Tuesday, November 15, 2005

All we have is a voice...

Compassion is the most human of feelings. It transcends sympathy. It mitigates the mindless barbarity and animal instinct that propel us through our days.

Milan Kundera has this to say about it: "There is nothing heavier than compassion. Not even one's own pain weighs so heavy as the pain one feels for someone, for someone, pain intensified by the imagination and prolonged by a hundred echos."

Last night, at the Human Rights Watch annual dinner, the banquet hall was thick with the word. But when one of the honorees, Salih Mahmoud Osman, a lawyer from Sudan, looked at the audience intently, imploringly, both kindly and combatively, and urged us to understand that "Darfur is not so far from here, not really," did we get that? Did we catch that phrase, in between our mouthfuls of chicken kiev and our well-meaning but somewhat awkward applause?

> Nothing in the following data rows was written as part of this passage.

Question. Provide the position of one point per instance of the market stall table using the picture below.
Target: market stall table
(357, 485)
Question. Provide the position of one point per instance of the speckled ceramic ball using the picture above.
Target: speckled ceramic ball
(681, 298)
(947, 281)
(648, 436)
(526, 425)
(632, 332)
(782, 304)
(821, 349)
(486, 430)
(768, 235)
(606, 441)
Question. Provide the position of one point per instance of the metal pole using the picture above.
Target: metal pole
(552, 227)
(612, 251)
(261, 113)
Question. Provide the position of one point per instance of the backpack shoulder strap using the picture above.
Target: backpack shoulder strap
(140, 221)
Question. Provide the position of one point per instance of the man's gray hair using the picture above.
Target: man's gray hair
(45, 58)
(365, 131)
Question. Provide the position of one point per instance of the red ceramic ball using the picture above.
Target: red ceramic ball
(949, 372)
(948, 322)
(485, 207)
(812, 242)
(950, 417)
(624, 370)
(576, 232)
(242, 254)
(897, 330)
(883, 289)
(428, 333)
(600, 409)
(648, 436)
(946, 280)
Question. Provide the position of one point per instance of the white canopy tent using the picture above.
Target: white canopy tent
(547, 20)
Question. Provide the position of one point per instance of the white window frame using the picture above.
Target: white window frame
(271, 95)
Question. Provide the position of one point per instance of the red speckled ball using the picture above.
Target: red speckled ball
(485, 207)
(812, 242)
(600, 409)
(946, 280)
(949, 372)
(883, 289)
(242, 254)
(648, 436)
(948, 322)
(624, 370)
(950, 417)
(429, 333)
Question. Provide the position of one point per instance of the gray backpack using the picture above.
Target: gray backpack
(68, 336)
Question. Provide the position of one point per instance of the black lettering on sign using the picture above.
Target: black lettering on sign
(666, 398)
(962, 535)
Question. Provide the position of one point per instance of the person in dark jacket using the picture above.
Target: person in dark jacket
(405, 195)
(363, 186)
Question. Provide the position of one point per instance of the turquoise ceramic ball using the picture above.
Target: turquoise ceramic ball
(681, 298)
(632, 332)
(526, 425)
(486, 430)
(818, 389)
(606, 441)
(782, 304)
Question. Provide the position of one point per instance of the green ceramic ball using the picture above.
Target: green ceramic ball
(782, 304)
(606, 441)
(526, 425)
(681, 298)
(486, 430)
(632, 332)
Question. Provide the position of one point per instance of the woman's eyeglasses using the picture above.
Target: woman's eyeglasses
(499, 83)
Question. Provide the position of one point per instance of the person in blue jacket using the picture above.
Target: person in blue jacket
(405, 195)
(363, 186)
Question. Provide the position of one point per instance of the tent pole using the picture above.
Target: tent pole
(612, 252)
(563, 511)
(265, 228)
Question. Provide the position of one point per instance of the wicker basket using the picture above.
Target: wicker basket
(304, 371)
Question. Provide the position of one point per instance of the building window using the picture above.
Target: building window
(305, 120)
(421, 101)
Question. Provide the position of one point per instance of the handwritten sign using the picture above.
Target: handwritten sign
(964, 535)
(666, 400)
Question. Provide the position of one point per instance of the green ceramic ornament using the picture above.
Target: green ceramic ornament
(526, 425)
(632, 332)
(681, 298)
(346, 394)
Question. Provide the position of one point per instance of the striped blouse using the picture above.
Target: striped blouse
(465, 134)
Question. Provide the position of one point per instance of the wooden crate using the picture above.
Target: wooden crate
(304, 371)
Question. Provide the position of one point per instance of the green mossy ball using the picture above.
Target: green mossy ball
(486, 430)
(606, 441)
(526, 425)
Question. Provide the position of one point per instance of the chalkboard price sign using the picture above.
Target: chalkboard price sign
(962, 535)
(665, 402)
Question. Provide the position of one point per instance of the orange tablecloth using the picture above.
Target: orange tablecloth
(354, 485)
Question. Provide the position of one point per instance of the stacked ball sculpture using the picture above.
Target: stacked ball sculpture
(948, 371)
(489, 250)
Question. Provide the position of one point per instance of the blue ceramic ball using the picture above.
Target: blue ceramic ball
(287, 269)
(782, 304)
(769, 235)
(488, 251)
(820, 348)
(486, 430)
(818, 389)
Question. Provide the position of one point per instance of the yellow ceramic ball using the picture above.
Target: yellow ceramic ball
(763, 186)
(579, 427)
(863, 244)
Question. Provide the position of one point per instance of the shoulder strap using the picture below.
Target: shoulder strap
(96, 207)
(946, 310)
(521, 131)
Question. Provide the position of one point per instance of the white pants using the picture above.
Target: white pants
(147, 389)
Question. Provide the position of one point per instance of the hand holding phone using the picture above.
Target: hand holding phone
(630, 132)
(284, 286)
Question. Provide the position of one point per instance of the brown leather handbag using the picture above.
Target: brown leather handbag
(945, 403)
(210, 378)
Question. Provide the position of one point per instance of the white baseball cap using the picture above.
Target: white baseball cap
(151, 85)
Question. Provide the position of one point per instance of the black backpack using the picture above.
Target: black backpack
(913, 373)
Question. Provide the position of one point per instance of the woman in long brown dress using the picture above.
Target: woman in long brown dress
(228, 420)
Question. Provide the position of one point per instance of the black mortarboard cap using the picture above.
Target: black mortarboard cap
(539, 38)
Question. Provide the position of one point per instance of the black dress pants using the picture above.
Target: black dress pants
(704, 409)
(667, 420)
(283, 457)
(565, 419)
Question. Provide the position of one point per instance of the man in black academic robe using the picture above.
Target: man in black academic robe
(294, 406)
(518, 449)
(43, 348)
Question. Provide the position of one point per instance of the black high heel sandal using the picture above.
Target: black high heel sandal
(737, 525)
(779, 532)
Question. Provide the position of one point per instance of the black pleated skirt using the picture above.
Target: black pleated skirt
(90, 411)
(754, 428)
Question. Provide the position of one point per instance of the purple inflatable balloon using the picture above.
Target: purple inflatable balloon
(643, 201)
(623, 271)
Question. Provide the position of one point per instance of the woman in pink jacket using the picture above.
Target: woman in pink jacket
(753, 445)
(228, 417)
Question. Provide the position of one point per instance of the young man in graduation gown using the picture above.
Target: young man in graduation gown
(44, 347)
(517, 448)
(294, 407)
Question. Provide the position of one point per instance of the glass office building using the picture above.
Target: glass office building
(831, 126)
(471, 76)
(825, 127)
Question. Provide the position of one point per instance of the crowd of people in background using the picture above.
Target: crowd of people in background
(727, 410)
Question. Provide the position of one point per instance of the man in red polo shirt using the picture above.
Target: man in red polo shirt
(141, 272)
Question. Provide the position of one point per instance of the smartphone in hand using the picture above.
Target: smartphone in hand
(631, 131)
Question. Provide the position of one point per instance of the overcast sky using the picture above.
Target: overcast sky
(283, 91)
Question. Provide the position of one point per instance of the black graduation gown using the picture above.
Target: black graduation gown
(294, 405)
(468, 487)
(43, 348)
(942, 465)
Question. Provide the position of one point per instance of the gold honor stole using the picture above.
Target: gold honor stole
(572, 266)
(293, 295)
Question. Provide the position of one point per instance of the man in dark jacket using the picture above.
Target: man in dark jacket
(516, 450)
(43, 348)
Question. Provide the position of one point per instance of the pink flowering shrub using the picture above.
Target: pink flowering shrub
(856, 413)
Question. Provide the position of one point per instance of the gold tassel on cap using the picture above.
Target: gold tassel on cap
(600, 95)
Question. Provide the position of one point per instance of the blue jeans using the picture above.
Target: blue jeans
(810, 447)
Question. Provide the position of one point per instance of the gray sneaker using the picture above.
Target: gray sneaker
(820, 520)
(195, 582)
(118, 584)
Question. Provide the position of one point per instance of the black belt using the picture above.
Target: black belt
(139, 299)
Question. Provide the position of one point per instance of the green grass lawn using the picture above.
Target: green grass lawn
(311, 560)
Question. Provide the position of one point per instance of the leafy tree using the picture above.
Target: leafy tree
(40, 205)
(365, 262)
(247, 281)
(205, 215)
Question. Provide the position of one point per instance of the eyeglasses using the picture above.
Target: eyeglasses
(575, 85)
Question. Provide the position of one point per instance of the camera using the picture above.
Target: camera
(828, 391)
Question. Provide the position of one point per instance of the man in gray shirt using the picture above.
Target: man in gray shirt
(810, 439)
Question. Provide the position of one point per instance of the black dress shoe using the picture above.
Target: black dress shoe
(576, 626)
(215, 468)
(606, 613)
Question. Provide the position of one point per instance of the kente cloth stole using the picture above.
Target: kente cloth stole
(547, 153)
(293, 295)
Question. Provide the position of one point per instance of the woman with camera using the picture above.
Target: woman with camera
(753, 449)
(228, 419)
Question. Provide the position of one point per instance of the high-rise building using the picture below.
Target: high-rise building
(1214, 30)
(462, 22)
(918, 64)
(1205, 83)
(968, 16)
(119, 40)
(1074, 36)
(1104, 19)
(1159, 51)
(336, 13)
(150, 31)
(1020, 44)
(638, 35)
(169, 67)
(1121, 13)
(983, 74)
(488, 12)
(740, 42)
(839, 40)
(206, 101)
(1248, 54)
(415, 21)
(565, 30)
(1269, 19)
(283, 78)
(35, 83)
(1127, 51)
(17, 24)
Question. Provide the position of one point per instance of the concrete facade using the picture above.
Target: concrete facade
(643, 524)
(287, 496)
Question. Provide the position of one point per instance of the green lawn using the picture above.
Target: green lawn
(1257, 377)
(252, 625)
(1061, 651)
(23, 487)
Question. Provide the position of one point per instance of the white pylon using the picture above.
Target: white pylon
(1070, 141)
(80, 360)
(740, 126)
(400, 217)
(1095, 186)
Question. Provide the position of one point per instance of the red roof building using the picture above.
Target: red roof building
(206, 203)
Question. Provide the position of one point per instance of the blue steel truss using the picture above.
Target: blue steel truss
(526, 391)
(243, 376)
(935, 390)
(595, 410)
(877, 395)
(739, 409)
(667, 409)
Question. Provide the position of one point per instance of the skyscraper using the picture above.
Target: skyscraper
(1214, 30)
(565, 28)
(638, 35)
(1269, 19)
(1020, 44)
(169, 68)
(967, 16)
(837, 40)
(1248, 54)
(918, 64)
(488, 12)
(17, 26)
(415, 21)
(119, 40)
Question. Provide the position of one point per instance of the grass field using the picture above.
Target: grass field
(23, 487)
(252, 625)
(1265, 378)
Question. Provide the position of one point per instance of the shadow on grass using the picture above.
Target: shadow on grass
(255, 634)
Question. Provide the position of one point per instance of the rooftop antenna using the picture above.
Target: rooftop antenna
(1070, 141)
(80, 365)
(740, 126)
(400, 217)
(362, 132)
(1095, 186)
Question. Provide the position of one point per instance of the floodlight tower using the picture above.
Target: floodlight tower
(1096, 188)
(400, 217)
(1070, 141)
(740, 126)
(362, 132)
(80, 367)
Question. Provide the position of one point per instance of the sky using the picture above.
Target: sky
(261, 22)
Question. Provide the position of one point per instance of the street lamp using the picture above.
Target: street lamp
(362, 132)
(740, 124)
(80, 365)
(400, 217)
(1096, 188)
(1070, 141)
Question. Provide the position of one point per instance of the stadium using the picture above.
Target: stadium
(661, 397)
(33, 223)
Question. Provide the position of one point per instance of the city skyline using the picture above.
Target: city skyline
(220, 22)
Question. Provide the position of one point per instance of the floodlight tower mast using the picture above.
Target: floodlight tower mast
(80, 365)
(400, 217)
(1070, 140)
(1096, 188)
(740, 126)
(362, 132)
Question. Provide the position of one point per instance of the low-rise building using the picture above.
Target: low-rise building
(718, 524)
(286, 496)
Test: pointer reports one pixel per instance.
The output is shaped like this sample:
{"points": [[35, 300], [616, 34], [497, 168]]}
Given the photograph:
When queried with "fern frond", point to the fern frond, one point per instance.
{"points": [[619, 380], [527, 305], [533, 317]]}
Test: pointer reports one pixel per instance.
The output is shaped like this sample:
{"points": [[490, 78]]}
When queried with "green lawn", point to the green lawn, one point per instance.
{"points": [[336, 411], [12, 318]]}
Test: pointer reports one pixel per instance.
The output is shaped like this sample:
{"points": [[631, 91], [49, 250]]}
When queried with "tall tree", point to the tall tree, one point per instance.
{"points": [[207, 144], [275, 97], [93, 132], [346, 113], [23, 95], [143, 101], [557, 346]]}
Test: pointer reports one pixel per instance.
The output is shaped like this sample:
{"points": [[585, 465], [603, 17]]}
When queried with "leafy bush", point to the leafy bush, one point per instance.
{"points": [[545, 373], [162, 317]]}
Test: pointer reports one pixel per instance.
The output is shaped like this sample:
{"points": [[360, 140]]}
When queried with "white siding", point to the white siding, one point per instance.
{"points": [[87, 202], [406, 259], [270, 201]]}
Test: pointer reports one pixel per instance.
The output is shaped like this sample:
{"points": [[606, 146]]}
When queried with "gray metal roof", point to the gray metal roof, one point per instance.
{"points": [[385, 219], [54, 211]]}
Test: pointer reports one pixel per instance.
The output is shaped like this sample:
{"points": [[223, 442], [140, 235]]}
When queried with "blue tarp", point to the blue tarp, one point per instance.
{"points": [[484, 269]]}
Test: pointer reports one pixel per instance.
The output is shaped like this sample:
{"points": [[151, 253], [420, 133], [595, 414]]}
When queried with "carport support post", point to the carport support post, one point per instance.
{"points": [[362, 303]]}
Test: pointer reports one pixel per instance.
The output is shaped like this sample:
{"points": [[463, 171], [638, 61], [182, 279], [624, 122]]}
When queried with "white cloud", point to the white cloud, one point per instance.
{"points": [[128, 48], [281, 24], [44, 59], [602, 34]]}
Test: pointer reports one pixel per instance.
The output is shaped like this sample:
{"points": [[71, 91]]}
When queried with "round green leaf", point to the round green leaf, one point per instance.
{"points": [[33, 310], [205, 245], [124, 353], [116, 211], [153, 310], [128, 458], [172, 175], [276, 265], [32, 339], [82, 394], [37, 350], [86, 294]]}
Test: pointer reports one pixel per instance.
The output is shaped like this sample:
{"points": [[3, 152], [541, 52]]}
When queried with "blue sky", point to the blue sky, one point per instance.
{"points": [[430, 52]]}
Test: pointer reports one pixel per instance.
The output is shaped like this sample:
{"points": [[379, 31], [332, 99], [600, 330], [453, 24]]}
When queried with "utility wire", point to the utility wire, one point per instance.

I can't help but worry that compassion is a load that I'll find, on balance, too difficult to carry.

More later.

3 Comments:

At 1:00 PM, Anonymous Anonymous said...

Interesting. You presuppose, however, that compassion is a natural emotion, and not an aberation of the human condition. You must have a more optimistic outlook than I.

 
At 1:33 PM, Blogger Noisette said...

Hmmm... well, not natural, exactly, but human. In that "humanity" is everything that separates us from the beasts. But maybe I'm thinking of it wrong- we are beasts, after all, whatever our pretentions to the contrary.

 
At 1:38 PM, Anonymous Anonymous said...

I think that we're more in agreement than disagreement. But humanity is a construction, if we are beasts (which I'm not so sure about) and as a result, I think that it's dangerous to generalize about it's better aspects. Sort of like "Hope for the best, plan for the worst."